[thegeomaster]

FWIW, idiomatically copying a string in C is done using strncpy, and that doesn't introduce any RCE bugs. I would not in my right mind defend the premise that C is just as safe as Scala, but the truth is that sloppy programming can do harm in every language imaginable. It just becomes about damage control.

[wglb]

Sorry, if you get the third argument of strncpy wrong, you are right back in the area of trouble.

[pbsd]

Even when you don't get it wrong (i.e., no out-of-bounds writes), you can still get out-of-bounds reads because strncpy does not always null-terminate strings.
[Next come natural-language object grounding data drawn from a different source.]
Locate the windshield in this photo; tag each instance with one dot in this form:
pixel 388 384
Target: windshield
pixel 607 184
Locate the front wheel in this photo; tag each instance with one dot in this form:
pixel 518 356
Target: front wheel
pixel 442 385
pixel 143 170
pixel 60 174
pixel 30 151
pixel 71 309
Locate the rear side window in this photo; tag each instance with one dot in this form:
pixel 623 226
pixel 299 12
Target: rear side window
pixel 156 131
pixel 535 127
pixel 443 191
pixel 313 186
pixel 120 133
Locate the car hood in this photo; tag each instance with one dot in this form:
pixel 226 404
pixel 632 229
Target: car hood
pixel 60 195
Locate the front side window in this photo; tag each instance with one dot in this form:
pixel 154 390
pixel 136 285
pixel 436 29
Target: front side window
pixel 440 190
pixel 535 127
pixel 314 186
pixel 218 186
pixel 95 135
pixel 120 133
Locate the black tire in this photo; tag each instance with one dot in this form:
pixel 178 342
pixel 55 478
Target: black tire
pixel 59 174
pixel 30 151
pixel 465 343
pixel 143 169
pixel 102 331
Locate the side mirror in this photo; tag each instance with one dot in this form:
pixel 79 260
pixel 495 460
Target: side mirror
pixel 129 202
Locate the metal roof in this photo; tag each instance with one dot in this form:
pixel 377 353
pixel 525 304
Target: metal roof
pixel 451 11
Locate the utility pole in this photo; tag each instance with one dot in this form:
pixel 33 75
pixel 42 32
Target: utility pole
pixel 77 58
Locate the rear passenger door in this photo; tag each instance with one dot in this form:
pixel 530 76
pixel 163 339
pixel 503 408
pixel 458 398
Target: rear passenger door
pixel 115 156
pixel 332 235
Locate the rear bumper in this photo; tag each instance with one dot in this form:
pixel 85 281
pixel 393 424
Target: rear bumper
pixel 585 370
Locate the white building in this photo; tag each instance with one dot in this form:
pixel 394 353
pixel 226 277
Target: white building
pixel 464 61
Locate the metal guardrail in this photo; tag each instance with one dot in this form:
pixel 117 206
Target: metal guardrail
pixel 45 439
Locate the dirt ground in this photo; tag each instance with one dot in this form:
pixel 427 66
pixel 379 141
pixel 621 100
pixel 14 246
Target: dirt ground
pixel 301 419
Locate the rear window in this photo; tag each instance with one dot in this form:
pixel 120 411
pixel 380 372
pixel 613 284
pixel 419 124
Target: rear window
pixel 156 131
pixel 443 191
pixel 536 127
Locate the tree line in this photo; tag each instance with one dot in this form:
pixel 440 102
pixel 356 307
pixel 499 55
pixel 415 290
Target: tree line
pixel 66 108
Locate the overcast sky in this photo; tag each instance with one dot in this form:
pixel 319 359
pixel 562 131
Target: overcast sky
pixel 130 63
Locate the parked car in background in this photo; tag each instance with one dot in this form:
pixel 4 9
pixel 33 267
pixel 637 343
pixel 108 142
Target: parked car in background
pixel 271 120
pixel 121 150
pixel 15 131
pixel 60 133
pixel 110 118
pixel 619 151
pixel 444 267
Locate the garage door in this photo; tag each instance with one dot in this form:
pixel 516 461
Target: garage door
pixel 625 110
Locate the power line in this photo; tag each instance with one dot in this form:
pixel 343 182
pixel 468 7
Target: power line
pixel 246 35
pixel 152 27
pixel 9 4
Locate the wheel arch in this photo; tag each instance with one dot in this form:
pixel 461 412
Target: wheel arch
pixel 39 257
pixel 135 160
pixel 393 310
C strings suck.

[dezgeg]

To be fair, the real issue here is 'strncpy', whose destination argument does _not_ operate on C strings, despite that it's name starts with 'str'.

[tptacek]

We can repeat this subthread with examples of UAF bugs, which are equally common, if anyone really wants to get the full flavor of how wrong it is to suggest that C is comparably as safe as Haskell.

[dezgeg]

My post wasn't meant as disagreement on the issue of whether some languages are safer than others. I apologize if this is is how the message was received. I was trying to point out that w.r.t. C strings, using strncpy is almost always the wrong thing to do.

[tptacek]

Oh, sorry, I didn't mean to sound like I was snarking at you!